Эворон | страница 62



.   .   .   .   .   .   .   .   .   .   .   .   .   .   .   .   .   .   .   .

Сережа помнит — была горечь, долго не выветривался ее гнетущий привкус. Ноги по вечерам не несли домой, не хотелось встречаться глазами с батей. Улыбаться беспечно на молчаливые вопросы Зои Дмитриевны.

Она теребила Ивана Семеновича — что стряслось у вас, что с парнем? Муж отвечал туманно:

— Перемелется, мука будет.

И перемелилось ведь.

Ей этого было мало, ей понимать надо, отчего стынет ужин на столе, а Сережи все нет и нет, и так который день.

— Ладно кудахтать, — сердился Иван Семенович. — Сессия у Сережки скоро, вот и пропадает в институте. Или в библиотеке корпит.

— Может, появилась какая? Не замечал?

— Пора бы уж, двадцать пять лет. Не замечал, все в цехе да в цехе. В общежитие зачастил.

— Ты бы кого сосватал, Ваня. Ну поговорил по душам, не знаю, по-отцовски…

— Не сводня!

— Уж сразу и сводня! Видели его с Шурочкой, плановичкой нашей. Чем не невеста?

— М-да. Аккуратная девушка. В филармонию ходит.

— Ты бы…

— Замнем, Зоя!

Но ведь было, кроме горечи-то, и другое. Главное. Дожидались, как праздника, торопили последний час смены, чтобы развернуть на разметочном столе свой чертеж, склониться над ним, соприкасаясь головами, и уходила, бог знает куда исчезала усталость, и сон не брал, и медная, изогнутая, с рядами прорезей пластинка становилась почти живой, светилась розовым теплом.

Было — шагали по лесной тропке впятером, шевелили обгорелой веткой угольки костра, и они вспыхивали, выпукло освещали в сумерках лица — спокойное и сосредоточенное лицо Каткова, крутой лоб Головкова Толи, искрились в смеющихся глазах Юры Грекова, в круглых, опушенных белесыми ресницами, Горошка.

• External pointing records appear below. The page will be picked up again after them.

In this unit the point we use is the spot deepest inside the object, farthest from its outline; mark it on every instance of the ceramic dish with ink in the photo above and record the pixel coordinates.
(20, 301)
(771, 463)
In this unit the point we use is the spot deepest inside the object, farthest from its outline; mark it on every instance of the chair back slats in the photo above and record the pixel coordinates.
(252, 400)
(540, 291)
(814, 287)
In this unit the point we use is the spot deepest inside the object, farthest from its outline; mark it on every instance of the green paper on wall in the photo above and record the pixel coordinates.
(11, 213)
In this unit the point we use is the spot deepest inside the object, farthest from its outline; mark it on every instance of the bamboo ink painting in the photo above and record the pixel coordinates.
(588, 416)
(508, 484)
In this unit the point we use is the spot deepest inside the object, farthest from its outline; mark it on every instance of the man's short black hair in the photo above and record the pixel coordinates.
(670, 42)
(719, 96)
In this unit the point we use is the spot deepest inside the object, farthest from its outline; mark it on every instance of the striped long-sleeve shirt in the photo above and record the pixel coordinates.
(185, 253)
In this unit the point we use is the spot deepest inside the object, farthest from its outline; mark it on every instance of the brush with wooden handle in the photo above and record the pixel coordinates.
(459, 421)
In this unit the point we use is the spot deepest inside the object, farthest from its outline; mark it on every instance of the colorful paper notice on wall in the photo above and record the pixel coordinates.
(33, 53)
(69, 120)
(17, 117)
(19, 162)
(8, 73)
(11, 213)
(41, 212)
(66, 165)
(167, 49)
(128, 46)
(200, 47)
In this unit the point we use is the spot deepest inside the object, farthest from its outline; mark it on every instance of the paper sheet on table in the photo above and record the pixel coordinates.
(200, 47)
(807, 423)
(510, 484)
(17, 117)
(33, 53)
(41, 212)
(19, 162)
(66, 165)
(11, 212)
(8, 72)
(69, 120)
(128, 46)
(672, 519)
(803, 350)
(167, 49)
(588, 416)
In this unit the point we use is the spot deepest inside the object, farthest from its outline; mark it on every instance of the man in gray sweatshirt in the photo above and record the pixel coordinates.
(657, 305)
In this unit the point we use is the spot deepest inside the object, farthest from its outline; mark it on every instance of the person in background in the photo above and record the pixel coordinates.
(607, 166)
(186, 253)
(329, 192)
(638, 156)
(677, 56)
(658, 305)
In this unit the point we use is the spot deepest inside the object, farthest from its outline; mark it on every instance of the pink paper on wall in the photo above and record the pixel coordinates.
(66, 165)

Было ведь — тайно от Феди, чтобы не смущать, пришли под окна одноэтажного кирпичного особняка на Кольцовскую улицу, где помещалась музыкальная школа, и слушали, пытаясь различить в многоголосице баянных переборов, аккордов пианино и скрипочных рулад его тихую гитару, и прижали пальцы к губам — когда уловили, услышали, узнали. И потом бежали в общежитие, чтобы к его приходу быть уже дома, в комнате…

.   .   .   .   .   .   .   .   .   .   .   .   .   .   .   .   .   .   .   .

В город, крадучись, пришла зима.

Сначала иней на жухлой траве, на голых ветках, потом изморозь на окнах общежития как бы исподволь готовили день, который показался Горошку праздничным: он впервые увидел свой завод в белом наряде.

И вдруг понял, что завод-то — красив.